U.S. Secretary of State Marco Rubio emphasized that any meaningful negotiations would involve Ukraine and Europe, suggesting that the upcoming discussions are crucial to understanding Putin’s commitment to peace.

According to Hiroyuki Kikukawa, president of NS Trading, the market’s downturn is largely influenced by hopes for a ceasefire and the possibility of sanctions being lifted against Russia. He noted that concerns over an economic slowdown, exacerbated by trade tensions resulting from Trump’s policies, are also contributing to falling oil prices. Kikukawa predicts that WTI will fluctuate between $66 and $76 for the foreseeable future, as further reductions in oil prices could impact U.S. oil production.

Sanctions from the U.S. and the European Union have significantly reduced Russian oil exports, disrupting global maritime oil supply. Should a peace agreement be reached, the lifting of these sanctions is anticipated to enhance global energy supply.
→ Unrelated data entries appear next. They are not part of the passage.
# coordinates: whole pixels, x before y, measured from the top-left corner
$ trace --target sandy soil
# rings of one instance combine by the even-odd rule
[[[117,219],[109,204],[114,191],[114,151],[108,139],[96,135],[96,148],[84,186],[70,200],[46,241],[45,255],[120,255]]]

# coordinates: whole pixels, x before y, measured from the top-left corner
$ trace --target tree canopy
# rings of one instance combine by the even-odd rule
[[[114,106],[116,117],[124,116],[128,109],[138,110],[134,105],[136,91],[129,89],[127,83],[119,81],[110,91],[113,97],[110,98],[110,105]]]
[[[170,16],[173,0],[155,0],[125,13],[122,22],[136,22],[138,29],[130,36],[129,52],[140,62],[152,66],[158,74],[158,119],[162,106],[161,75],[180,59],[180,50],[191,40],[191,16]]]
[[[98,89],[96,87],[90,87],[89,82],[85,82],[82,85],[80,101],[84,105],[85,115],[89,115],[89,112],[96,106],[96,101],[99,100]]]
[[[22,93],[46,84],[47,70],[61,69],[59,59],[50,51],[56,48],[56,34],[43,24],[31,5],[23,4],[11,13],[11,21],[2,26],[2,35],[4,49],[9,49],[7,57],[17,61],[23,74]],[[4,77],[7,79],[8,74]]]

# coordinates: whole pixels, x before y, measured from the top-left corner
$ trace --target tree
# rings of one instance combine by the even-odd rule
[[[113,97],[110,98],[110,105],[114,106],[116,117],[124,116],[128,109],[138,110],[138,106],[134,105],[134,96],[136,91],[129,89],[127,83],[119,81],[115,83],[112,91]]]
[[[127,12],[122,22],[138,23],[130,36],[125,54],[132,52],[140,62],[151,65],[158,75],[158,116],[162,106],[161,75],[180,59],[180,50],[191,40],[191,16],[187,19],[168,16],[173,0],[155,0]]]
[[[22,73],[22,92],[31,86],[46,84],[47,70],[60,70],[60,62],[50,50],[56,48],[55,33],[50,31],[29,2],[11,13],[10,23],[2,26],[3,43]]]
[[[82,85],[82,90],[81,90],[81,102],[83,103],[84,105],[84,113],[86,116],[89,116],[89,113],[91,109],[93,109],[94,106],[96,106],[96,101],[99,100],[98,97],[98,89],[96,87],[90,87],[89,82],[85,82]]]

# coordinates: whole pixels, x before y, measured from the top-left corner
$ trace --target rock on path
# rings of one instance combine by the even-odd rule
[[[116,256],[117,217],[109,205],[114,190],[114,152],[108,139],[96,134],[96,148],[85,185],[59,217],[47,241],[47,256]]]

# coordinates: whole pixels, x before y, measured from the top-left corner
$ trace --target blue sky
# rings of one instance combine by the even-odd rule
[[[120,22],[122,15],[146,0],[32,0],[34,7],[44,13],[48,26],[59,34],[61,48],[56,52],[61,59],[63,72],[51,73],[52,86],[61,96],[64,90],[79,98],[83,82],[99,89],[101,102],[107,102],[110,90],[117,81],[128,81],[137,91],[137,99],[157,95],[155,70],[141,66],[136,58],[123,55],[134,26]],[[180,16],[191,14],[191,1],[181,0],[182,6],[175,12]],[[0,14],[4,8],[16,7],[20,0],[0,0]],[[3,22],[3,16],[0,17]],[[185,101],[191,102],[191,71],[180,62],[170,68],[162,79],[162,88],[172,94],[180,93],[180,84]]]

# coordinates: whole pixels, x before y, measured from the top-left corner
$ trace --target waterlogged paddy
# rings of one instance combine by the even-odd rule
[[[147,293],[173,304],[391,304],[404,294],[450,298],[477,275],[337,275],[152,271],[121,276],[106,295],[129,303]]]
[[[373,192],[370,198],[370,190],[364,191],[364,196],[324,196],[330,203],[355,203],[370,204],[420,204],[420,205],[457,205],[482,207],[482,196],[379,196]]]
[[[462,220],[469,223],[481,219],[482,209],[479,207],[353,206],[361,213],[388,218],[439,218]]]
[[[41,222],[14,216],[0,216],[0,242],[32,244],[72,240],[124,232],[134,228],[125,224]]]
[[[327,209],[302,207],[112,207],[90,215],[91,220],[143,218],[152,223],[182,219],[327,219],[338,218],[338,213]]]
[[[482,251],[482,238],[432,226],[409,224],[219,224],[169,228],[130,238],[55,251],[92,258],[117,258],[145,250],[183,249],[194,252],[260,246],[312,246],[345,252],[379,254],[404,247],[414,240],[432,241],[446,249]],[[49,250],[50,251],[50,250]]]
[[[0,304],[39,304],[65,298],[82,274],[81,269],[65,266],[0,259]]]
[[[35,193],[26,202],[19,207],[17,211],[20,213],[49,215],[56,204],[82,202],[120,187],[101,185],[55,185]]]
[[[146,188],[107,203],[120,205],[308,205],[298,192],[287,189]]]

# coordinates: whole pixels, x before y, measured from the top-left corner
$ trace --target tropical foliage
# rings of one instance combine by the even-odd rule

Additionally, the threat of a global trade war looms large after Trump instructed trade and economic officials to evaluate reciprocal tariffs against nations imposing tariffs on American goods, with recommendations due by April 1.

In a positive development for U.S. energy, companies have added more oil and natural gas drilling rigs for three consecutive weeks, marking the first such streak since December 2023, according to Baker Hughes’ latest report. The total number of oil and gas rigs increased by two, reaching 588 for the week ending February 14.